A series of external and domestic shocks are putting acute pressure on Malawi’s macro-economy, increasing the urgency to protect essential services for the vulnerable says the latest World Bank’s Malawi Economic Monitor (MEM).
The 15th Edition of the MEM underscores significant deterioration in the government’s finances, with the deficit reaching its highest level in over a decade. For several years, spending has exceeded revenues while the country has imported more than it exports. This has been financed by increased commercial borrowing and Malawi’s debt has now become unsustainable. Malawi’s economic growth is expected to decline further due to these chronic imbalances, which have been heightened by severe weather events. The Ukraine-Russia war has added a new crisis to what was already a challenging economic climate, with rising prices for fuel, fertilizer and other commodities impacting foreign reserves and exerting pressure on inflation.
While risks to the Malawian economy are tilted to the downside according to the MEM, the government has begun implementing critical policy reforms that are aimed to address macroeconomic imbalances and secure a recovery. However, further action is needed in three areas: i) a coordinated package of reforms to restore macroeconomic stability, ii) enhancing export competitiveness and market-oriented growth, and iii) protecting the poor and strengthening resilience.
In the context of these fiscal constraints, the Special Theme of the 15th MEM highlights the importance of deepening fiscal decentralization, strengthening the intergovernmental fiscal transfer system, and delivering quality services that reach poor and vulnerable households. The MEM shows that Malawi’s decentralization journey to date has been characterized by a system where ‘finance has not followed function’. This has resulted in uncoordinated planning and decision making over service delivery across levels of government, with sector and district processes often occurring in parallel and overlapping. This is further complicated by development partners that continue to primarily concentrate funding through fragmented, off-budget projects. For a meaningful deepening of decentralization to continue, the vicious cycle of low trust, low investment and low accountability in local government systems needs to be broken.

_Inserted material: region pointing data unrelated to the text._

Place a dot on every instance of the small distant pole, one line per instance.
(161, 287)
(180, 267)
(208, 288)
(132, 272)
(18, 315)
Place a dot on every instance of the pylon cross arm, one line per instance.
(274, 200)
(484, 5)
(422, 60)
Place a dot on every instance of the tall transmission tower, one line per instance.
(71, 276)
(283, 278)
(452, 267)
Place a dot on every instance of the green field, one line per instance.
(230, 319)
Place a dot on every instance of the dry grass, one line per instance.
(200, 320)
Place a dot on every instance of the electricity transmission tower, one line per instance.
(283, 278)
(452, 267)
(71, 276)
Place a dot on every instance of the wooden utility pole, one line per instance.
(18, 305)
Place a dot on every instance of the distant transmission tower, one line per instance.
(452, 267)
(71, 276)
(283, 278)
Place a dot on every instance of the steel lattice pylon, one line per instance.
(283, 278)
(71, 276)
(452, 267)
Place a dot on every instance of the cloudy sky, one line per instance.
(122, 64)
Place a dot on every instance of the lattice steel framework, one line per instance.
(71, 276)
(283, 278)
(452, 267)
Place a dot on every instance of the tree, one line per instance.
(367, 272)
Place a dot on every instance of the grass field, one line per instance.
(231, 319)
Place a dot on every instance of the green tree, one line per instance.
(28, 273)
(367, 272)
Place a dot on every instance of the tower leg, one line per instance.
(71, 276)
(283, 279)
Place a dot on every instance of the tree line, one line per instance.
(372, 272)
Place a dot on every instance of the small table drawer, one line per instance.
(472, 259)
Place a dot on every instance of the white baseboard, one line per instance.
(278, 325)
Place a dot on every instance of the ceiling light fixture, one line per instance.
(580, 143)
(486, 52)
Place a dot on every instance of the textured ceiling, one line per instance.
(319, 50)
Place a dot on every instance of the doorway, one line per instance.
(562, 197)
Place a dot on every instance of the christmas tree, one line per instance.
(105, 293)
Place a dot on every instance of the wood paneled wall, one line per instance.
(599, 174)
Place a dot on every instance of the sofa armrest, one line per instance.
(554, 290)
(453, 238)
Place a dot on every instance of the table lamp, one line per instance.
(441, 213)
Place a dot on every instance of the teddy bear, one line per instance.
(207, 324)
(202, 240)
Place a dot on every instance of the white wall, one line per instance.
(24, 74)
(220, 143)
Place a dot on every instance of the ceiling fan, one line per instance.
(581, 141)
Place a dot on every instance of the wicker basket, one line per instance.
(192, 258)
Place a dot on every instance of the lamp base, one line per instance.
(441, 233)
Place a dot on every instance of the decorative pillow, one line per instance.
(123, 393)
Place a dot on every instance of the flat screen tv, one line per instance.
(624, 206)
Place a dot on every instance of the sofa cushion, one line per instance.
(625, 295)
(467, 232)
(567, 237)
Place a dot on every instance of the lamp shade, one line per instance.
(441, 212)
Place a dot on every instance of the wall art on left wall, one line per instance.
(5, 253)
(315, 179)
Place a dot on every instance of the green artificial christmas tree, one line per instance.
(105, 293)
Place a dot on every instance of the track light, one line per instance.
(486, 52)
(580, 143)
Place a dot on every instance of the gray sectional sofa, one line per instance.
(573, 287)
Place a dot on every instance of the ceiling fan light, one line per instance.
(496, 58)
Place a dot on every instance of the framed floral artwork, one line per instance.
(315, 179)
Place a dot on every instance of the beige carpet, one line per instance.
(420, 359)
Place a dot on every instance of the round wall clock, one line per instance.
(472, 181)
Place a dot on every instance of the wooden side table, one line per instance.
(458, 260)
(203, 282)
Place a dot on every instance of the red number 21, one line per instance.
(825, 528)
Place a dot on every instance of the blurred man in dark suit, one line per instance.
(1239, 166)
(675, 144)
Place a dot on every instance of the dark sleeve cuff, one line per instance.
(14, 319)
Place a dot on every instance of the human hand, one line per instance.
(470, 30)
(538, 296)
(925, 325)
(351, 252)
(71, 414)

“At times of fiscal constraint, it becomes critical to maintain effective services for citizens and protect the poor from shocks,” said Hugh Riddell, World Bank Country Manager for Malawi. “The acute economic context provides the Government an opportunity to lock in difficult reforms to stabilize the macro while also deepening decentralization. We at the World Bank are very encouraged by the response of local governments – and citizens – to the new performance-based financing model which can serve to increase confidence in local government systems to bring more development partner resources on-budget.”